Effie puso cara de decepción, luego echó la cabeza hacia atrás y se rió a carcajadas.

“Ah, bueno. De acuerdo”.

Luego se puso un poco más seria y preguntó:

“Entonces, ¿cuál es el plan? ¿Cómo procedemos a partir de aquí?”

Sunny suspiró, luego sacó su mapa de las Islas Encadenadas y lo colocó sobre la hierba.

Effie y Kai se acercaron y lo estudiaron con atención.

Señaló el punto más meridional del mapa y dijo

“Ya hemos llegado. Lo primero es lo primero: tenemos que llevaros al Santuario de Noctis, que está a unos tres días de viaje, y anclaros allí. El clan Pluma Blanca patrulla esta ruta habitualmente, así que no deberíamos encontrarnos con nada demasiado problemático”.

Luego, señaló una isla concreta marcada con la imagen de un árbol quemado.

“Cuando os hayáis instalado, iremos a ver cómo están los Guardianes del Fuego y sus progresos en la nave. No terminarán de reparar esa cosa hasta dentro de un mes, por lo que he oído, así que tendrás que emplear bien ese tiempo. Caza, satura tus núcleos todo lo que puedas, busca mejores equipos”.

Effie asintió.

“¿Y tú y Cassie? ¿Estáis bien preparadas?”

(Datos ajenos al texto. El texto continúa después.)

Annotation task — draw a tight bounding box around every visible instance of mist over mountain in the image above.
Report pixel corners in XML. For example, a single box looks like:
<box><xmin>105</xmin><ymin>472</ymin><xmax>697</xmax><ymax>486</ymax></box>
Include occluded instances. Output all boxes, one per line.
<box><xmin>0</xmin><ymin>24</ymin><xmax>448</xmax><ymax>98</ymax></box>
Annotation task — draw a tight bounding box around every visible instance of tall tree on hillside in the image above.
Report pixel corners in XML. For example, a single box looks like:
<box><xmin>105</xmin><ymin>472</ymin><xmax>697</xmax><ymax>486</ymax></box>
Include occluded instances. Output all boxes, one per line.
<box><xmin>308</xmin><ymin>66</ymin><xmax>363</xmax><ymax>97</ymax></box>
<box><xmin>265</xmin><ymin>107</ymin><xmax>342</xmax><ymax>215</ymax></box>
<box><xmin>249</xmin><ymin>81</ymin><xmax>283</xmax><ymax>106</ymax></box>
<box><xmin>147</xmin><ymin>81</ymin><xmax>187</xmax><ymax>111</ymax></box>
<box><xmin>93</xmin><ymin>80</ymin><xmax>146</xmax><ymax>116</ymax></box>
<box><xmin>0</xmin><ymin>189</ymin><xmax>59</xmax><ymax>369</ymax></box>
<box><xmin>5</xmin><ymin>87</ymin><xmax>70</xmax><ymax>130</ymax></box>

Sunny vaciló, luego asintió.

“Estoy razonablemente preparada. Cassie… no lo sé. Pero las dos tenemos otra tarea que cumplir antes de que el barco esté listo para zarpar”.

Señaló hacia el extremo norte de las Islas Encadenadas, hacia una oscura isla que casi rozaba las premonitorias laderas de las Montañas Huecas.

“Hay algo que tenemos que recuperar del Templo de la Noche. Si todo va bien, viajaremos hacia el norte y volveremos dentro de un mes. Si tardamos más, nos reuniremos aquí”.

Su dedo se posó en la Isla del Naufragio.

“…Y desafiaremos a la Semilla. Eso es lo esencial. Pero no te preocupes, lo hablaremos todo en detalle antes de que Cassie y yo partamos”.

Effie y Kai se miraron.

“Parece un plan”.

Sunny asintió y luego miró el sol poniente.

“Bien. Descansad bien esta noche. Partiremos por la mañana”.

…El invierno estaba cada vez más cerca.

Y cuanto más se acercaba, más nervioso se ponía.